AdaSense: Adaptive Low-Power Sensing and Activity Recognition for Wearable Devices
Marina Neseem, Jon Nelson, Sherief Reda

TL;DR
AdaSense is a framework that dynamically optimizes sensor configurations on wearable devices to significantly reduce power consumption while maintaining high activity recognition accuracy.
Contribution
It introduces a co-optimized sensing, feature extraction, and classification framework that adaptively balances energy use and accuracy in wearable activity recognition.
Findings
Achieves 69% reduction in sensor power consumption
Maintains less than 1.5% decrease in recognition accuracy
Uses low-overhead processing and adaptive sensor configurations
Abstract
Wearable devices have strict power and memory limitations. As a result, there is a need to optimize the power consumption on those devices without sacrificing the accuracy. This paper presents AdaSense: a sensing, feature extraction and classification co-optimized framework for Human Activity Recognition.

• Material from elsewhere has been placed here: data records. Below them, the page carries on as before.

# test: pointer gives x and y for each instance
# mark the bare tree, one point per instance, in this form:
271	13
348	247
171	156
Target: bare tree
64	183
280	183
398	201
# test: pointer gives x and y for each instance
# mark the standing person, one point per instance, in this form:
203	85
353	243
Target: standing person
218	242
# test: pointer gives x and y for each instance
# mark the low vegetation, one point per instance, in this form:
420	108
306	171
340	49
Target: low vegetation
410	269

The proposed techniques reduce the power consumption by dynamically switching among different sensor configurations as a function of the user activity. The framework selects configurations that represent the pareto-frontier of the accuracy and energy trade-off. AdaSense also uses low-overhead processing and classification methodologies. The introduced approach achieves 69% reduction in the power consumption of the sensor with less than 1.5% decrease in the activity recognition accuracy.